Campus > Student Life

October 2, 2012

Beaver Stadium during the Sept. 10, 2011 White House game against Alabama.

Color themes planned for Saturday

On Saturday, Penn State students will have a chance to showcase unity and celebrate tradition. Two separate student-run organizations are initializing color themes for Penn State’s (3-2, 1-0 Big Ten) noon game against Northwestern on Saturday: Nittanyville with the student whiteout and Lion Ambassadors with a black and pink S-Zone.

Nittanyville’s initiative came as a result of Northwestern (5-0, 1-0) rising in the AP Poll this week and landing at No. 24.

Nittanyville President Troy Weller (senior-communications) explains the importance this whiteout conveys.

“I think if you have 20,000 students wearing the same color, it is intimidating,” Weller said. “It shows that we’re all on the same page.”

Penn State student Matt Trabold (senior-broadcast journalism) has been a part of Nittanyville for the past two years and said he is excited for the whiteout.

“As a unified fan base, it’d be special,” Trabold said. “It is very fitting to have a caliber of a ranked opponent like Northwestern to have the whiteout for.”

Nittany Lions Den, a Penn State blogging site, started the idea and Nittanyville used the power of social media to spread the word on Monday. Events such as this are sometimes made on Facebook to draw attention.

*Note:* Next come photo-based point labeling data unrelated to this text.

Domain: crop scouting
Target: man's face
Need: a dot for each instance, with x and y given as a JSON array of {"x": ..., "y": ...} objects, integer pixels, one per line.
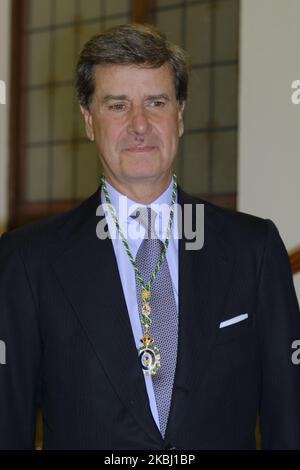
[{"x": 135, "y": 121}]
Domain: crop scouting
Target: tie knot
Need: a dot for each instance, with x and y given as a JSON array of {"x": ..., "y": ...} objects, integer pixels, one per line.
[{"x": 146, "y": 216}]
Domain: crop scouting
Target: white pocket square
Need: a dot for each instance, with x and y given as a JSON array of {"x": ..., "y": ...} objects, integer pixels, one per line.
[{"x": 233, "y": 320}]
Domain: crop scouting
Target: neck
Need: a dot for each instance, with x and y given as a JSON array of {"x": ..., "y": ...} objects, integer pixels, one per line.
[{"x": 142, "y": 192}]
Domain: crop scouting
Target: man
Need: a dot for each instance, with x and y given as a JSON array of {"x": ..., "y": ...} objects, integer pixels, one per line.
[{"x": 135, "y": 341}]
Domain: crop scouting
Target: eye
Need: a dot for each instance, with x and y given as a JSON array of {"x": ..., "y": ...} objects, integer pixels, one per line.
[
  {"x": 117, "y": 107},
  {"x": 157, "y": 104}
]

An event titled “Student White-Out: Northwestern” was created on the social media site. Nittanyville Homecoming Chair, Scott Lattimer (senior-civil engineering), talked about how Facebook was used.

“A lot of people are willing to get involved,” said Lattimer. “Only 100 kids were invited as of 9 a.m., now at 5 p.m. it’s up to at least 1,500 people.”

Facebook has been helpful in getting students’ attention, and Weller said Twitter is helpful for spreading the word among other media outlets and large groups of people. Several players, such as senior cornerback Stephon Morris and redshirt junior tight end Garry Gilliam, tweeted about the whiteout on Monday as well.

“We started it from the Nittanyville account and tweeted it at players, ESPN Big Ten, anyone that has a large following,” Weller said.

Meanwhile, Lion Ambassadors is an organization at Penn State that likes to shine light on past Penn State traditions to students.

Logan Cawley, the president of Lion Ambassadors, (senior- biology), said the organization will be handing out black and pink colored shirts for those sitting in the S-Zone at the game.

“It is a nice reminder to see where we came from,” Cawley said.

Cawley added the Lion Ambassadors have had this in the works since last summer and were approved by athletics.

Penn State’s original colors were pink and black long ago, but the pink faded to white because of the sun. That is how the colors became blue and white.